Ley de reparación de las víctimas del régimen del 78. El millar largo de heridos por el 1-O, los agredidos por los paramilitares fascistas, los cientos de procesados, juzgados y sentenciados por unos tribunales interesados ​​y demasiado dependientes del Estado, los señalados por la ultraderecha, como los docentes denunciados falsamente, los manifestantes detenidos y multados -también por unos Mossos que actúan como correa de transmisión de determinados juzgados-, mientras no puedan anularse sus procesos, deben ser reconocidos por la Generalitat como víctimas, y deben ser compensados ​​con dinero público, favorecidos administrativamente y condecorados públicamente. Es de justicia elemental. Es una prueba que las instituciones catalanas, y muy especialmente en el parlamento, deberían pasar. Y, a pesar de que previsiblemente los poderes oscuros del Estado harán tanto como puedan para evitarlo, inventándose normas, procedimientos o sentencias, el hecho de que pase ya es poner en evidencia un régimen que ha incumplido sus derechos y que ha actuado como un Estado turco. ¿O es más bien Ankara quien se inspira en Madrid? El parlamento actual ha de impulsar una ley de estas características, el gobierno provisional decretar la anulación de todos los actos administrativos que se refieran a las mismas y la sociedad civil organizada ha de señalar con el dedo a los represores mediante la movilización constante.

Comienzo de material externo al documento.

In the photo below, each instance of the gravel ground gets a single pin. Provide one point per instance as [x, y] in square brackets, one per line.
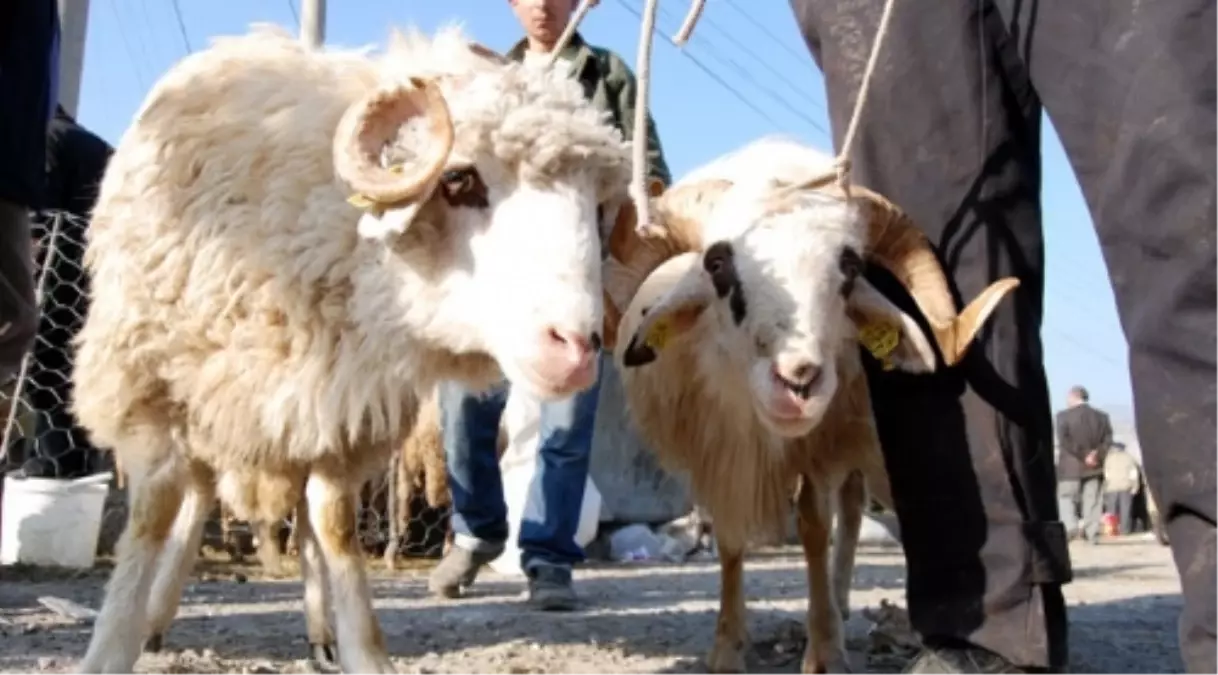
[638, 619]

Desde la perspectiva del brazo civil, es necesario impulsar y profundizar algunas medidas interesantes que ya se han emprendido. La propuesta de la ANC de crear un registro de empresas que no se dejan intimidar por las presiones de Madrid es interesante, pero no suficiente. Habría que crear, con aportaciones voluntarias de la ciudadanía republicana, una especie de holding republicano -si pudiera ser, en colaboración con algún grupo económico de algún Estado que tenga cuentas pendientes con España- que permitiera generar un espacio financiero para favorecer el crecimiento y la expansión de estas empresas y cooperativas, y poder crear o expandir empresas en ámbitos estratégicos, como el transporte, la seguridad, la energía, la comunicación o los medios. Esto, es evidente, debe ir acompañado de un boicot abierto a las empresas que no cumplan, por ejemplo, los derechos lingüísticos de los catalanoparlantes.

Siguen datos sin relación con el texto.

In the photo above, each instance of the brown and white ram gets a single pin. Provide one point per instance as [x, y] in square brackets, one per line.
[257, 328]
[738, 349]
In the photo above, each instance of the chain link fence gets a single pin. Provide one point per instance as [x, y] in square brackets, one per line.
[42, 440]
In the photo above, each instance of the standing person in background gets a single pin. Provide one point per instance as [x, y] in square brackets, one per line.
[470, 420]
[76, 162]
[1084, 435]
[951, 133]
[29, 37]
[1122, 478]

Esto ya se va haciendo; sin embargo, hay que profundizar en ello. Las comunidades catalanas en el extranjero deben presionar para desacreditar al Estado español a fin de debilitar aún más su estatus internacional. Esto implica reforzar la identificación catalana como nacionales de la República (también con documentos expedidos por la república provisional, que si bien en un principio no serán reconocidos como válidos, sí poseen un papel simbólico trascendente) y en su acción cotidiana. No es ningún secreto que presentarse como catalán en el mundo ya no provoca caras de extrañeza ni preguntas incómodas. La pedagogía en España no sirve, aunque para el mundo, explicando el conflicto con España como una confrontación entre una cultura política democrática y republicana y un régimen monárquico, represor y autoritario, debe ser una prioridad. Hay que recordar los hilos que ligan la monarquía a la dictadura y a las fuerzas oscuras globales. Hay que hacer evidente que la ultraderecha ligada al nacionalismo español más o menos disimulado. Cabe recordar que el proyecto español consiste en liquidar las minorías nacionales con la misma vocación que se eliminaron las minorías religiosas con un espíritu inquisitorial. Cabe recordar que la lucha por la independencia es la lucha por la democracia. Una democracia que, a diferencia de los extraños conceptos de obediencia a leyes de antiguo régimen que rigen en España, es la capacidad de poder construir una convivencia basada en el acuerdo, el consenso y el respeto a la diversidad y la disidencia. Que la independencia tiene más que ver con un proyecto de futuro que con el hecho de recordar los numerosos agravios pasados ​​y presentes.

La independencia y la República es un camino, largo, complejo y difícil. Sin embargo, y parafraseando (con perdón) a Margaret Thatcher, ‘no hay alternativa’.